Fast forward to the 1990s, when employers were more demanding but still ‘treasured’ staff by giving more bonuses if profits were good and implemented pay freezes only if business was poor.

But the new millennium 2000 has changed the working landscape and working 24/7 for one’s employer is the norm, with retrenchment and hire-and-fire rampant. Forget recreation and family-life activities which the Government has advocated to increase the population.

Many baby-boomers born in the 1950s and 1960s are non-graduates but worked their way to the top through sheer determination and hard work. Many were managers or heads of department, managing younger colleagues who were graduates. However, due to the recent global downturn, many have lost their jobs and are unable to find meaningful employment because of their lack of paper qualifications.

I had worked in the financial sector for the past 30 years and was retrenched in November last year.
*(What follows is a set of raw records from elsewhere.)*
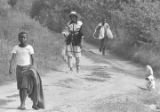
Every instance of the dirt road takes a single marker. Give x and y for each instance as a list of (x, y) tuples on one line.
[(102, 80)]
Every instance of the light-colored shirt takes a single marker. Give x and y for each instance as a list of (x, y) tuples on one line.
[(23, 54), (74, 26)]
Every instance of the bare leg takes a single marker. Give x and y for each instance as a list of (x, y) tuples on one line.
[(77, 64), (23, 96), (70, 63)]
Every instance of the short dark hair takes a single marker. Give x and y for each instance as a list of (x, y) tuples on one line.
[(21, 33)]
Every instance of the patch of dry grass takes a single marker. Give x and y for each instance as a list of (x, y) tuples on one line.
[(47, 45)]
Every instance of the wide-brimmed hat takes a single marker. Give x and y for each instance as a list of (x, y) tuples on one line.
[(73, 13)]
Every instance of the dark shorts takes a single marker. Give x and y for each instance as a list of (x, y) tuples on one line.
[(22, 77)]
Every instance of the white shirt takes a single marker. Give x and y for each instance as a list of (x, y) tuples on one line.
[(103, 30), (23, 54), (75, 26)]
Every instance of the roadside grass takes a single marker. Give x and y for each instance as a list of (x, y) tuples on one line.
[(142, 101)]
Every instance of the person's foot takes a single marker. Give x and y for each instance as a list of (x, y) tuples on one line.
[(100, 49), (35, 107), (21, 108)]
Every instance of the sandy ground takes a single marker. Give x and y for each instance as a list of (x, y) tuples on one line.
[(100, 79)]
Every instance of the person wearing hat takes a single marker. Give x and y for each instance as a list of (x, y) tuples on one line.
[(103, 33), (28, 79), (74, 36)]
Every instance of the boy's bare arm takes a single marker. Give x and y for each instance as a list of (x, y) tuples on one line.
[(11, 63)]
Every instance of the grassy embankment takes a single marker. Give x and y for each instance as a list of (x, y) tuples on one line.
[(46, 44), (135, 25)]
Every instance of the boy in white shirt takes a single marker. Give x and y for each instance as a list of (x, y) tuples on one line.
[(150, 78), (23, 54)]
Because I am a non-degree holder, I have not been successful in my job search. Can someone without a degree with more than 20 years’ experience be inferior to fresh graduates or graduates with less work experience?

My sister, who emigrated to Canada more than 20 years ago, is urging me to migrate there with my family as she feels my experience will be an asset.

However, I would still like to call Singapore home and would not consider emigrating unless life is really so unbearable for older people in the 45-55 age group.

How can someone who earned more than $10,000 a month less than a year ago with over 20 years’ work experience suddenly be unable to find a job, even if he is prepared to take a 50 to 70 per cent pay cut? Why don’t employers look at one’s transferable skills, rather than a piece of paper that says you are a graduate?